FA Dick Ingraham & Leland Davis, 1969-03-29
CREATED 
UPDATED 

Description

This route is included in the Leland Davis East Slabs guide as the "Standard Route (Dick's Delight)". If you enjoy long pitches of mostly or completely unprotectable slab climbing on an ocean of immaculate granite, you will also find this route to be a delight. The climb shares pitches 1-3 with the Normal Route, and pitches 5-7 with the Great Bowl/Ingraham Dihedral route. Pitch 4 is a zero-pro slab traverse to connect the two routes. Avoid the route if you hate constantly being >3-4 body lengths above or right of your last piece of gear.

P1 (5.7R, 120ft): Start up slab toward the right-facing corner, placing some gear in it before veering left out onto the slab proper. Once on the slab, look directly above for a good bolt, ignoring the old 1/4" to the left. After clipping the good bolt, climb upward toward left-facing flake features. Build a gear anchor in the left flake.
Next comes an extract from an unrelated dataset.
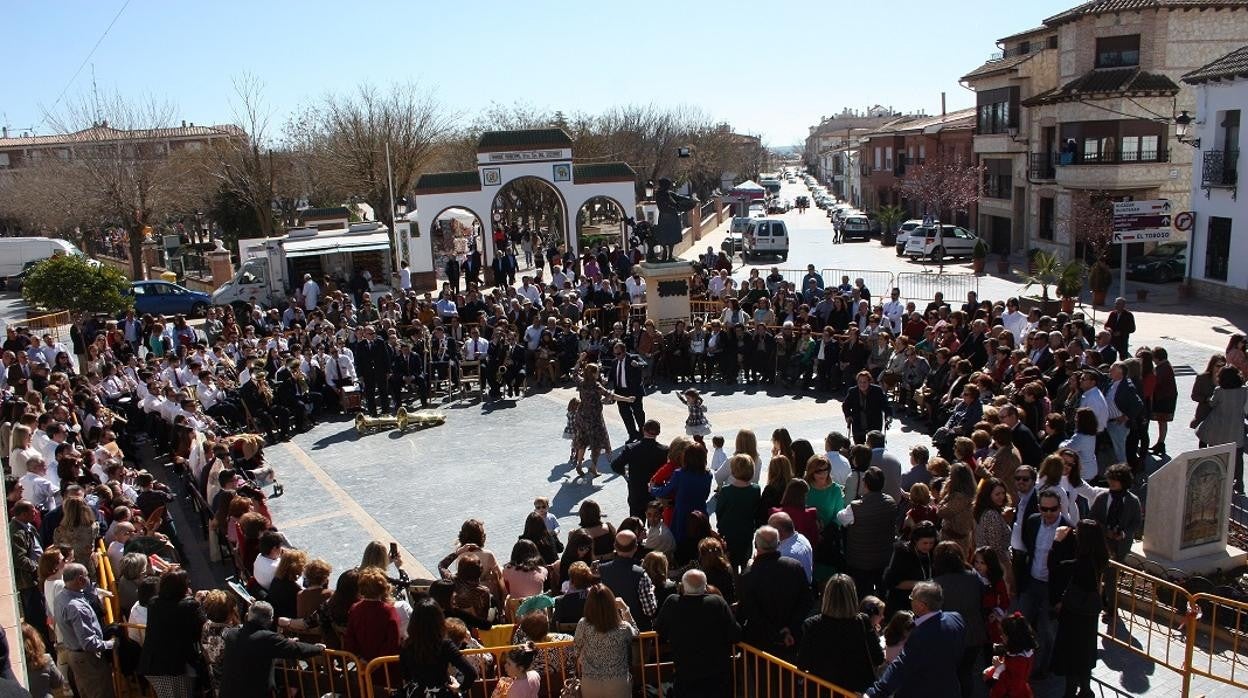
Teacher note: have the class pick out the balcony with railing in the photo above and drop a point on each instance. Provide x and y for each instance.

P2 (5.6R, 200ft): Climb up over mostly unprotected slab, taking advantage of any available pro opportunities. Rather than taking to the brushy ledge developing above and right, stay on the slab and go for a cobblestone road-like section. This part is really fun climbing (no pro). End up with a gear anchor in left-facing flake about 10-15ft left of the brushy ledge.

P3 (5.6R, 180ft): Continue up the flake/corner feature in which you built the anchor, then either climb steeper slab directly up or veer slightly right and then back left. At this point you know to take advantage of any/all available gear placements, of which there are a few on this pitch. Build a gear anchor in a right-facing corner/flake system, on a comfy brushy ledge (the "lunch ledge").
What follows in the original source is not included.